Advertisement
Plants

Gardeners Find Fertile New Ground at Schools

Share
TIMES STAFF WRITER

The sweet peas have gone to seed. The last of the lettuces have been uprooted. And the once carefully tended community garden plots on school district property in Manhattan Beach are now abandoned, with only weeds sprouting on land being sold to help the school weather a budget crunch.

Closed down last month after a quarter-century at the northern edge of Mira Costa High School, the Manhattan Beach Community Garden and the Pea Patch Seniors Garden are going to be reincarnated on three elementary school campuses. Under the terms of an agreement to be signed this week, the gardeners will be given new plots at Grand View, Meadows and Pacific schools, which already have campus gardens that can benefit from the arrangement.

“We feel like this is a case of being dealt lemons and making lemonade. This really is a better situation than we had before, because we will be more visible and we can help bring the benefits of gardening to the younger generation,” said Ann Barklow, a community gardener who helped negotiate the new plots after efforts to save the old gardens failed.

Advertisement

Until recently, things looked grim for the gardeners, many of whom are elderly or have no room to grow corn, tomatoes, fava beans or kale at home in the South Bay beach cities, where land is scarce and pricey.

The Manhattan Beach Unified School District, which had allowed gardeners to use the small strip of surplus land, found itself facing large cuts in state funding this year. Believing they could get up to $1.6 million for the land, which is large enough for three houses, district officials told the gardeners they had to be out by May 31.

The eviction notice set gardeners scrambling for help from the school board, the city, the local health district--and anyone else who might help them raise money to buy the land or provide another site that could accommodate the approximately 80 plots.

They ran out of time, but as the gardeners gathered on May 30 at the Mira Costa site to collect their tools and seedlings and to hold a farewell party, negotiations were underway for the next generation of gardens.

“The district felt very bad about needing to sell the property and [officials] wanted to see if there was a way to help out. I had several principals approach me about having the gardeners move onto their sites,” said Marika Bergsund, the district’s garden coordinator.

Though there was no place big enough to accommodate all the gardeners, the school district agreed to squeeze some new plots next to student gardens at three of its five elementary campuses. The city agreed to clear the sites, build new beds, and install irrigation systems and fencing. The plots could be ready by July, just in time for the community gardeners to move in and help maintain the school gardens, which sometimes slide into neglect during summer break.

Advertisement

District officials believe the students will learn from the older, more experienced gardeners and expect both generations will benefit from spending time with each other. There are plans to teach youngsters how to compost and how to attract beneficial insects in lieu of using pesticides--which will be forbidden in the new campus gardens.

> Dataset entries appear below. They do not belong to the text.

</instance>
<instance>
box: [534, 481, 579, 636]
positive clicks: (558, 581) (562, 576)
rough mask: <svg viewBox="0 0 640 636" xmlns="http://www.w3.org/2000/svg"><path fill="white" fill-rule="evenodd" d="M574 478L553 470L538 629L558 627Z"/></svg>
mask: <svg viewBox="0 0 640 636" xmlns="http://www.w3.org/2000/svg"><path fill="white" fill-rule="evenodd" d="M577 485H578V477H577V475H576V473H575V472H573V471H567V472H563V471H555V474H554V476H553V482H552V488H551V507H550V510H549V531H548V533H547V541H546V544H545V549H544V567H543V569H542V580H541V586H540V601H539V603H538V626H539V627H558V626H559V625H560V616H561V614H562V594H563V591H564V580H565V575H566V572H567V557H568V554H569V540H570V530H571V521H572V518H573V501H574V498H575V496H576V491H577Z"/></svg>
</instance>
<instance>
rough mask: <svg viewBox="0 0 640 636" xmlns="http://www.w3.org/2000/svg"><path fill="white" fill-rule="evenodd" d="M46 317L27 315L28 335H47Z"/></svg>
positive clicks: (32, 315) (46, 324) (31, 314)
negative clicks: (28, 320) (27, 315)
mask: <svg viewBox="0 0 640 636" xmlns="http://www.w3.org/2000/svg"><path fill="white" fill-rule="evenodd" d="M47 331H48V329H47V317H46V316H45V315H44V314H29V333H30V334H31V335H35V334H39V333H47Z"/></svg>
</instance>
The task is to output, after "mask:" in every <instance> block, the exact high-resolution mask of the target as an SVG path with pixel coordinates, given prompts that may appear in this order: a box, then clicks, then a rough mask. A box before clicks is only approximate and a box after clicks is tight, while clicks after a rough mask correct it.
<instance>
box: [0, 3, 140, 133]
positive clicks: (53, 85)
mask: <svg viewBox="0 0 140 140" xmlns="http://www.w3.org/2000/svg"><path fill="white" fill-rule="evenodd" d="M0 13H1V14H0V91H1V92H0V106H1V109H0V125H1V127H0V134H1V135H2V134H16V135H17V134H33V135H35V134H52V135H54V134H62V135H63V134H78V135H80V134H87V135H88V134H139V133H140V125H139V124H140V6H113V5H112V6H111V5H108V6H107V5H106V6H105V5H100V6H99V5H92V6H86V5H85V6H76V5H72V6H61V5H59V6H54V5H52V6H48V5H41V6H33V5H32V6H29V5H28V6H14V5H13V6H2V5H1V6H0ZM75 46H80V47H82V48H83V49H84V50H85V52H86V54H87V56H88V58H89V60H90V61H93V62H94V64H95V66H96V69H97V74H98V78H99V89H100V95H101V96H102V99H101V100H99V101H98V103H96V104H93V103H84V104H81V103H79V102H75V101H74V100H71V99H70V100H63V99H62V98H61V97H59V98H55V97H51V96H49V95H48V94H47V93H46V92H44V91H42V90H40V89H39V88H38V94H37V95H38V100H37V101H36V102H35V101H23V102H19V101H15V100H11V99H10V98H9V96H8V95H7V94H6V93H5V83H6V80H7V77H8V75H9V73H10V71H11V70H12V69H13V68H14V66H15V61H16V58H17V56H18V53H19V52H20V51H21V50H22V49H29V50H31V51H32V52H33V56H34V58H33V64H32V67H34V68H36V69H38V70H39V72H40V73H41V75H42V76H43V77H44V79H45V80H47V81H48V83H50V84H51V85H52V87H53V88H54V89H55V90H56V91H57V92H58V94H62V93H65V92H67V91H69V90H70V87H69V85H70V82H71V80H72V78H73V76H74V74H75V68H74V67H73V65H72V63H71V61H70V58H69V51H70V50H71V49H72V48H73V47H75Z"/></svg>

“From the schools’ perspective, this is just wonderful,” Bergsund said. “The older gardeners will bring a world of experience and interests. And, as a secondary benefit, our children will get to spend time with older adults, something we believe will benefit the entire community.”

The community gardeners’ arrival comes just as Manhattan Beach’s school gardens program is, well, growing and blossoming.

Begun 2 1/2 years ago with a small grant from the state Department of Education and money from the Beach Cities Health District, the project has spread to all of the district’s elementary schools and will soon be added at the middle school. The gardens provide lessons in nutrition and give students the chance to sample what they have grown.

“This is a very affluent community but a densely packed one--not many students have tomatoes growing at home,” Bergsund said. When some of the students at Pacific School first saw the tomato plants, they asked Bergsund if they were strawberries.

Community gardener Barklow hopes the program will expand to other area schools--she already is talking with district officials in neighboring Hermosa Beach about helping plant butterfly, native wildflower and edible leaf gardens at Hermosa Valley School. She also would like to see the gardens produce enough to help feed the South Bay’s elderly shut-ins and the needy, and to add raised plots for gardeners who use wheelchairs.

Advertisement

Though some of the community gardeners have decided not to participate in the new program, many are enthusiastic and have been meeting to make plans and appoint a representative for each site to act as a liaison with the host school.

One of the gardeners, an architect, has offered to design the community gardens at each site. Officials believe they can carve out about 60 plots over the three campuses.

Because they will be sharing their space with students, the gardeners must undergo fingerprinting, be tested for tuberculosis, wear ID badges while on campus and comply with other requirements spelled out in the contract, which is subject to review annually.

“It seems to me the school district has made us a pretty nice offer,” said Rudy Weaver, a retiree who enjoyed tending his flowers and vegetables at the Mira Costa site.

Some of the seniors wonder if gardening alongside youngsters will work, but Weaver said, “Most of us are pretty happy that we are going to get gardens, even though we had to go through a lot to get them.”